By Ewelina Czapla
Cognitive liberty is defined as sovereign control over one’s own consciousness. As the ability to manipulate and monitor the human mind grows with the development of neuroscience and analytical tools the question of one’s right to remain cognitively sovereign will need to be answered. The issue of cognitive liberty raises questions about privacy and freedom of thought as well as the 4th and 5th Amendments to the Constitution. Is cognitive liberty is a basic right? Should an individual simply be protected from cognitive manipulation by others or also be free to engage in the use of mind-altering technologies to improve their own cognition?
Technological developments, such as the fMRI among others, allow for the scanning and analysis of the brain’s activity. FMRI scans can determine whether or not an individual is responding honestly to questions or if they approach situations with an unconscious bias. Additionally, brain scans can identify areas of abnormality in the brain such as a spot or cyst that suggest the propensity to commit a particular kind of crime. These technologies have the ability to contribute to decisions regarding a defendant’s guilt, a prisoner’s sentence or date of parole. Should this technology alter criminal and civil procedure? What are the future civilian implications of technologies like fMRI? Could they be used as a pre-screening measure for employment, similar to a drug test?

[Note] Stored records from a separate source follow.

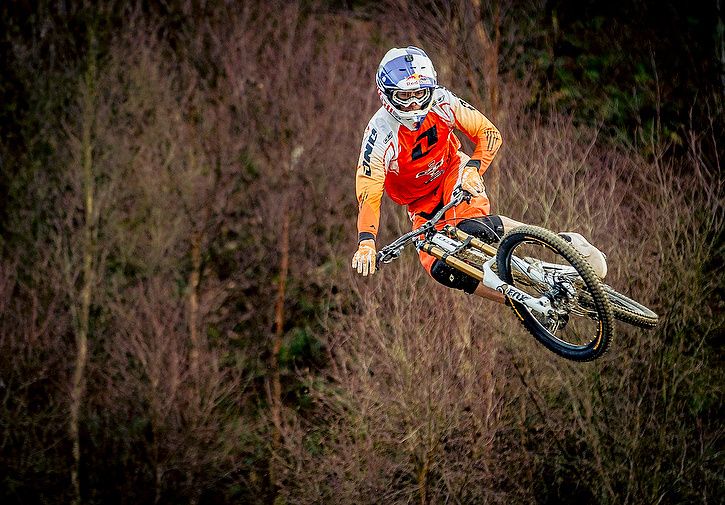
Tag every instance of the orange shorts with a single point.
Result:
(479, 207)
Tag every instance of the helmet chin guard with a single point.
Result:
(406, 70)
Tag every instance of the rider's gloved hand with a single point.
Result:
(364, 259)
(471, 180)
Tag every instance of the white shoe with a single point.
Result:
(596, 258)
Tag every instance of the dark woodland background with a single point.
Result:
(179, 322)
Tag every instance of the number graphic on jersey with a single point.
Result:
(431, 137)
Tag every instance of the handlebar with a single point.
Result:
(393, 250)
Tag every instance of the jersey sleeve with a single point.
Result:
(370, 183)
(479, 129)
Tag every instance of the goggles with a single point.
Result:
(406, 98)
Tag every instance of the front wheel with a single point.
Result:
(541, 263)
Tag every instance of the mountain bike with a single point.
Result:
(551, 288)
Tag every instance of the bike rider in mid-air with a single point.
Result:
(409, 149)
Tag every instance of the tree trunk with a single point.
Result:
(276, 390)
(89, 233)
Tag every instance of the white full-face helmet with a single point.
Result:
(406, 77)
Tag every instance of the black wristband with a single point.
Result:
(365, 235)
(474, 163)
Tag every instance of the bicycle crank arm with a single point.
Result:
(490, 279)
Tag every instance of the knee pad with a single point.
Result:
(486, 228)
(452, 278)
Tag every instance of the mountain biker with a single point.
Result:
(409, 149)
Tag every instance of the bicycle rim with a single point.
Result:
(574, 331)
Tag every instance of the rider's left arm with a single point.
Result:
(480, 130)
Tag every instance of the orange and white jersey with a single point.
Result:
(409, 164)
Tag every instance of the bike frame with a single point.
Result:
(443, 247)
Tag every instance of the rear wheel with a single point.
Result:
(624, 309)
(573, 330)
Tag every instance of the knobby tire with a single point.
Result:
(599, 310)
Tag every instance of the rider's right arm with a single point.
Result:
(370, 182)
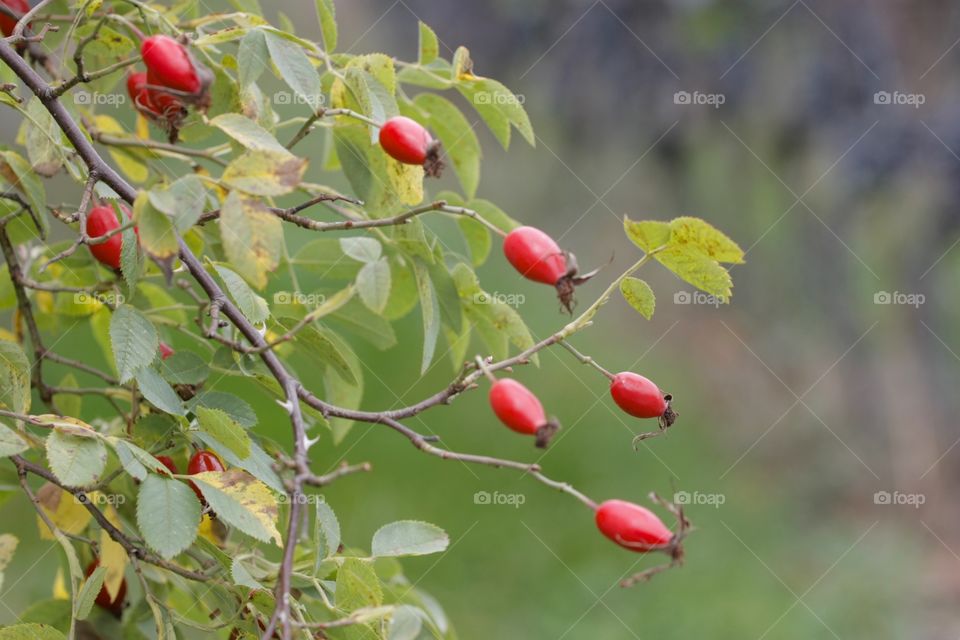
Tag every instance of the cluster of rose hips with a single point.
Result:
(173, 81)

If amendments to our rights were made to ensure ‘cognitive liberty’, there would be profound repercussions on commercial and advertising firms, campaigns, and others who may in the future seek to influence cognition. Arguably, should ‘cognitive liberty’ be granted, the balance of power could shift in favor of the individual from corporations or government. Whether people have the right to use the ‘fourth estate’ free of manipulation is a pressing governance question with broad future ramifications.